Run :checkhealth for more info
OS: Arch Linux with kernel 5.13.4 (btw I use Arch Linux)
Telescope version: b742c50
Configuration doesn't matter in this case, as it's a problem with how tag files are processed; not how this is configured (there's nothing to configure anyway). In addition, once the data is loaded filtering is fast.
The big tags file I'm using:
https://gist.github.com/YorickPeterse/3ab120f98d1898fd43a3919d0a44a13c
I can't attach it directly as it's too big :smile:
Looking at the code (https://github.com/nvim-telescope/telescope.nvim/blob/f8caad1d6bd19dbd79945850342b49df41928525/lua/telescope/builtin/files.lua#L547-L592) the first thing I notice is that the entire file is read into memory, then split into lines. That already is likely going to waste memory.
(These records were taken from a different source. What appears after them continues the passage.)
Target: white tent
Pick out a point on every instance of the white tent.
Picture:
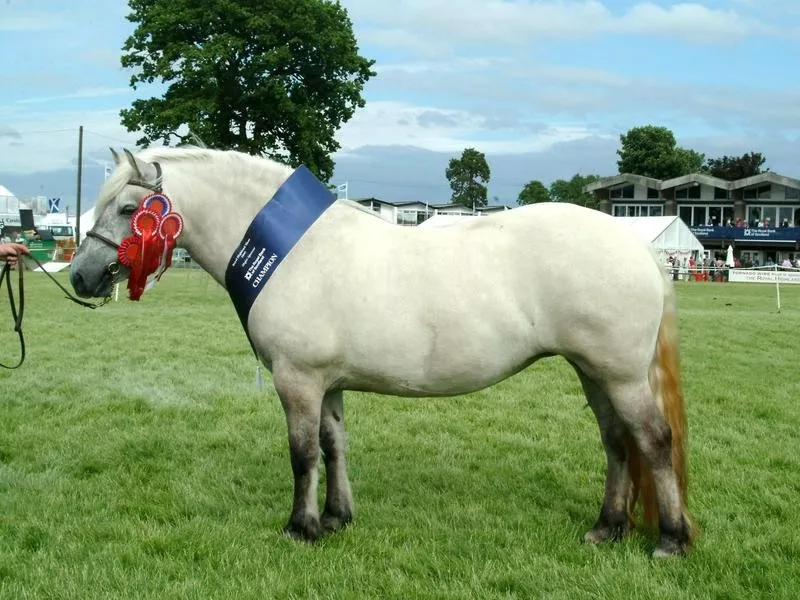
(446, 220)
(669, 236)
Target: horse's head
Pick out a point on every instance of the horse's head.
(95, 267)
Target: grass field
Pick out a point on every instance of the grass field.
(138, 460)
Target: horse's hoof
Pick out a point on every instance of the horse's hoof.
(332, 523)
(605, 533)
(669, 549)
(307, 529)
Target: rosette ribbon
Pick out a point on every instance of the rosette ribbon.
(155, 228)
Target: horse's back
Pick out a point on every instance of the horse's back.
(447, 310)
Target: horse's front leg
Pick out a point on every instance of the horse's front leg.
(338, 497)
(302, 402)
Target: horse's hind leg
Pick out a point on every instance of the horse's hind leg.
(302, 402)
(637, 407)
(615, 514)
(338, 510)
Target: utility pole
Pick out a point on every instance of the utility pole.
(78, 192)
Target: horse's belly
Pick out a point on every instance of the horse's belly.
(441, 360)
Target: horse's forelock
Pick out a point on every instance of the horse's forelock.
(113, 186)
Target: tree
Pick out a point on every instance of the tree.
(533, 192)
(276, 80)
(468, 177)
(653, 152)
(735, 167)
(562, 190)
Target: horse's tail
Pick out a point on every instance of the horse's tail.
(665, 380)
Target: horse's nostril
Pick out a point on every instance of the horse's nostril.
(77, 282)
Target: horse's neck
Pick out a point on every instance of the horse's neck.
(218, 208)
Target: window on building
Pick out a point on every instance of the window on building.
(758, 193)
(690, 192)
(625, 191)
(411, 216)
(638, 210)
(773, 216)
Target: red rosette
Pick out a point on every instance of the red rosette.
(158, 203)
(170, 226)
(145, 221)
(129, 251)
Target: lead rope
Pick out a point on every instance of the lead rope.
(5, 276)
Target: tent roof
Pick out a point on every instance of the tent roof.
(666, 234)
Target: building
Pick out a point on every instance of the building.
(759, 216)
(415, 212)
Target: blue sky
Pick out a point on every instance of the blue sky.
(544, 88)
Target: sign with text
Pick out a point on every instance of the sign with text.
(763, 276)
(747, 234)
(272, 234)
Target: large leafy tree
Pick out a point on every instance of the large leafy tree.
(571, 190)
(274, 78)
(532, 193)
(736, 167)
(468, 176)
(653, 152)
The second issue seems to be that current_buffer_tags filters the massive list afterwards (if I'm understanding the code correctly). So basically first we load close to 300 000 lines into memory, then some time later we filter them out.
A third issue seems to be that the lines split are kept as-is, and that they are parsed later in the attach_mappings function. Given a lot of data in the tags file is probably redundant, some of this work probably should be done earlier.
Correction: some parsing seems to be done ahead of time in https://github.com/nvim-telescope/telescope.nvim/blob/79644ab67731c7ba956c354bf0545282f34e10cc/lua/telescope/make_entry.lua#L815
I guess not using string.match may speed things up a bit, but I'm not sure what you'd replace it with.
We had a attempt to load the file async (similar to find_files) here https://github.com/nvim-telescope/telescope.nvim/pull/288
A lot of problems would be solved that way. He just never finished it and i haven't found the time. Feel free to pick it up tho :) the pr and the conversations have a lot of good ideas how to solve it (using rg or grep, using vim.loop.fs_read async method (its pure c so its super fast)).
A third issue seems to be that the lines split are kept as-is, and that they are parsed later in the attach_mappings function. Given a lot of data in the tags file is probably redundant, some of this work probably should be done earlier.
This is wrong that only happens for the value you select, you can ignore that part, its just for us to find the line in the tag file on selecting because tags dont off the line number. Its better to do that only for the selected entry rather than for all entries.
If you pick it up i can help you with the PR :)
@Conni2461 I'm not sure if I'll have time in the next few weeks, but if so I'll see if I can take a look at the mentioned pull request.
Hi, I'm also a user of a large tags file and have hit this issue also - keen to see a fix, but sadly not proficient enough in plugin development to help directly.
We have merged some performance improvements for it some time ago. Did this improve the situation for you?
Hi there :) I updated the plugin and the current buffer tags performance is much better :D
Many thanks for your work.
anecdotally its a lot better for me!